Echoing comments he made in Grand Rapids, Michigan, in June, President Bush said that "I'd do it to save lives."
However, many senior interrogators who have questioned high-level Al Qaeda does not believe that waterboarding Mohammed was an operational success.
"The purpose of interrogation is the way it works," Matthew Alexander, an interrogator of the U.S. Air Force who led the effort to find al-Zarqawi, the leader of Al Qaeda in Iraq, told me recently. "You get the information that allows you to cut the head of the snake."
Alexander wrote a book about his experience chasing al-Zarqawi, former leader of Al Qaeda in Iraq who is best known for making films of his victims as he cut off his head. Alexander's book, How to break a terrorist, is to show the effectiveness of coercive interrogation methods may not be. The book begins with Alexander and a partner to interview a child of Al Qaeda. Within months, Alexander and his team are able to convince an agent of Al Qaeda after another that provides key information until the connection string out of his way to Al Zarqawi.
"Anything can work," said Alexander. Notes that one of its best sources in Iraq was a 12-year-old who liked to boast that his father used to take a planning meeting of Al Qaeda.
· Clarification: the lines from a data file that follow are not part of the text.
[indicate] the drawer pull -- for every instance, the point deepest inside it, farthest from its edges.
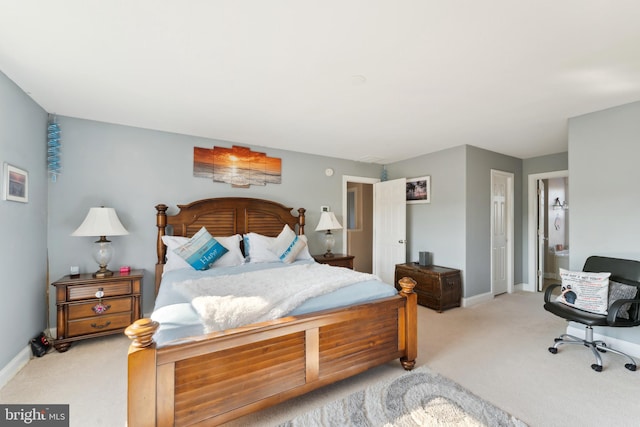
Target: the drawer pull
(100, 308)
(93, 325)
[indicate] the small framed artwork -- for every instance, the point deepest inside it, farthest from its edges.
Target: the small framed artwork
(419, 190)
(16, 184)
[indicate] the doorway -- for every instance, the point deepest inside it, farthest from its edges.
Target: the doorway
(548, 228)
(502, 230)
(383, 244)
(358, 214)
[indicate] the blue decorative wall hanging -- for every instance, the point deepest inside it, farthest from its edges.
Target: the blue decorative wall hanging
(53, 148)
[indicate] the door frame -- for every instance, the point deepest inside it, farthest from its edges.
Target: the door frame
(510, 228)
(532, 282)
(345, 180)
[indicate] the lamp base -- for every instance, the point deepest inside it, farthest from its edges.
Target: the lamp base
(102, 273)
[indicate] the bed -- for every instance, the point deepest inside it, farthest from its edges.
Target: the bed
(212, 377)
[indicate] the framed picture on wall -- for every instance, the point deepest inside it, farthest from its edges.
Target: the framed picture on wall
(419, 190)
(16, 184)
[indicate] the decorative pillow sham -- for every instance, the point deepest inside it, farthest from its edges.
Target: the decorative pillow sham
(585, 290)
(201, 250)
(621, 291)
(231, 258)
(287, 245)
(259, 248)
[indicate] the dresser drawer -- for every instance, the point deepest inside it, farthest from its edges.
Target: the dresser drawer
(99, 324)
(118, 305)
(76, 293)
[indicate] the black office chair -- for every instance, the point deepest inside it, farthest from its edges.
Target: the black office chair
(622, 271)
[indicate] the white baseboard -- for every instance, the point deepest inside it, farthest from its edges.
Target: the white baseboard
(632, 349)
(14, 366)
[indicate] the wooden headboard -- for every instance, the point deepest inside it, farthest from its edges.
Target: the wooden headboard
(224, 216)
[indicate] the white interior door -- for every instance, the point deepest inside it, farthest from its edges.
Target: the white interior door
(390, 227)
(542, 219)
(499, 233)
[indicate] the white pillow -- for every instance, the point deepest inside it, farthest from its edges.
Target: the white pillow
(231, 258)
(585, 290)
(287, 245)
(259, 248)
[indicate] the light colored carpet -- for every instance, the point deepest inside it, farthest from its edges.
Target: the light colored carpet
(497, 350)
(419, 398)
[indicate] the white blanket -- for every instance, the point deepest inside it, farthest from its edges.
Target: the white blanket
(225, 302)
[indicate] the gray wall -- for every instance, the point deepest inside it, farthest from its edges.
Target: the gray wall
(437, 227)
(132, 170)
(455, 226)
(23, 251)
(604, 150)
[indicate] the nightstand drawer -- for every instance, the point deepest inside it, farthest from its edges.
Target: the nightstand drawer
(118, 305)
(89, 291)
(99, 324)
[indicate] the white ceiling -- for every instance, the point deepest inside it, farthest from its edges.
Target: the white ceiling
(370, 80)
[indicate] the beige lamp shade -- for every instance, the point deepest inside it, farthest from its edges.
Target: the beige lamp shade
(101, 222)
(328, 222)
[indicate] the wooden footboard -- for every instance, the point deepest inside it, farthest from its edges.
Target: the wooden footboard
(224, 375)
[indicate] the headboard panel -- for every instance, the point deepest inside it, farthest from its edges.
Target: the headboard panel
(224, 216)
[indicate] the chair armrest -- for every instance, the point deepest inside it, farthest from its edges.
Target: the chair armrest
(549, 291)
(612, 316)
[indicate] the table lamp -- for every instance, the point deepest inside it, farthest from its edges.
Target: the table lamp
(101, 222)
(328, 222)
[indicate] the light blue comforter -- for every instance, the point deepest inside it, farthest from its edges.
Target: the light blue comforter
(179, 320)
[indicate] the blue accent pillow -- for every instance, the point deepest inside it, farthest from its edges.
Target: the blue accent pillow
(288, 245)
(201, 250)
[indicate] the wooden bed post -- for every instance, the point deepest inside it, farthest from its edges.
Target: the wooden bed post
(410, 323)
(301, 212)
(161, 222)
(141, 398)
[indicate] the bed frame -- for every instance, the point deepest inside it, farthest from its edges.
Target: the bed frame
(214, 378)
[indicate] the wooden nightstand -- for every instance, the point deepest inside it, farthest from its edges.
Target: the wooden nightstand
(437, 287)
(337, 260)
(83, 313)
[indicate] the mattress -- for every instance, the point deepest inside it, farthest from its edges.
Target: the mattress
(179, 320)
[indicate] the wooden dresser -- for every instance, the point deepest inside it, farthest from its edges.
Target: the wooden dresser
(437, 287)
(89, 307)
(337, 260)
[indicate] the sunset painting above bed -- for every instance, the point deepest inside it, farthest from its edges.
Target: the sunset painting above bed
(238, 166)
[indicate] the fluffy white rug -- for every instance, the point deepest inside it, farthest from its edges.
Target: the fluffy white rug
(419, 398)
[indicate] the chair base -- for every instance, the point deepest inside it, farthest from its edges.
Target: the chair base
(595, 346)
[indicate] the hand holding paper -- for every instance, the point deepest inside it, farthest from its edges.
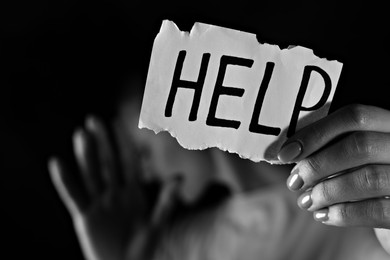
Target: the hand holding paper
(217, 87)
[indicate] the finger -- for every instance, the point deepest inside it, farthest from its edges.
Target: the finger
(369, 182)
(355, 150)
(87, 160)
(368, 213)
(71, 192)
(104, 150)
(348, 119)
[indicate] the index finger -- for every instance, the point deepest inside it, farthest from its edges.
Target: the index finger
(348, 119)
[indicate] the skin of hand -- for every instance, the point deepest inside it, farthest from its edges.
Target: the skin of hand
(119, 213)
(343, 168)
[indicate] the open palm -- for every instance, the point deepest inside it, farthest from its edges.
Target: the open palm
(106, 206)
(116, 214)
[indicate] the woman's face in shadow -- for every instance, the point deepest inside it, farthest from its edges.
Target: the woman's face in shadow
(161, 157)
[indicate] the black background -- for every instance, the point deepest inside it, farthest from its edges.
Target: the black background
(61, 60)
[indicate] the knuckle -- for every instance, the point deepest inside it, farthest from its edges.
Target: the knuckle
(359, 145)
(374, 210)
(344, 213)
(314, 163)
(327, 192)
(358, 115)
(373, 179)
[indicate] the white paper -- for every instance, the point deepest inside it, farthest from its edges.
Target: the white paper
(245, 76)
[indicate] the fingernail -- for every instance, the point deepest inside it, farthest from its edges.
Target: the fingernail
(90, 123)
(321, 215)
(294, 181)
(305, 201)
(79, 142)
(52, 165)
(290, 151)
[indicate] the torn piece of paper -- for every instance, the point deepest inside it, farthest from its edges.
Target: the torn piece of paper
(218, 87)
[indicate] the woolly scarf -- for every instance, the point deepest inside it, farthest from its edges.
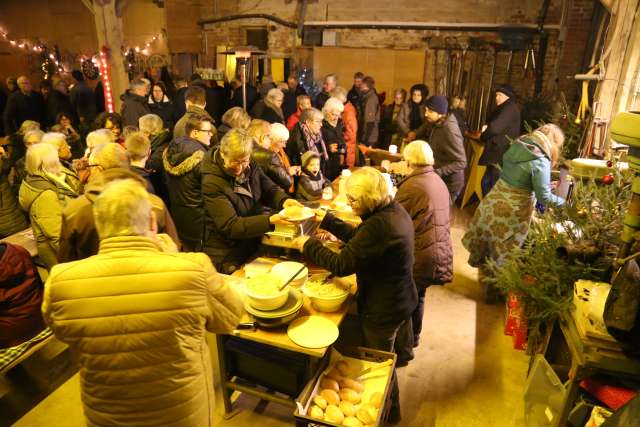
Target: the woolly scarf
(314, 141)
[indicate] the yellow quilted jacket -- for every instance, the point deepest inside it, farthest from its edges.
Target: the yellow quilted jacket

Alexander and his team would question its importance. "In return he told us that of all the places he had been and people he had met with his father," said Alexander.
The trick is finding the best possible technique (or combination of techniques), interrogators say that they can learn as much as possible from one source.
"I do not know exactly where the bomb," said Joe Navarro, a former FBI special agent who worked on terrorism cases in South America, Central America, Europe and the Middle East. "I want to know who built the bomb? Who paid for the pump? Who decides where to put it? Why do not I want to know everything that a man knows it."
Challenging the credibility of someone creates the possibility that he will tell everything he knows. "Submarine" says a suspect in the best case, you only say what I need to make the pain stop.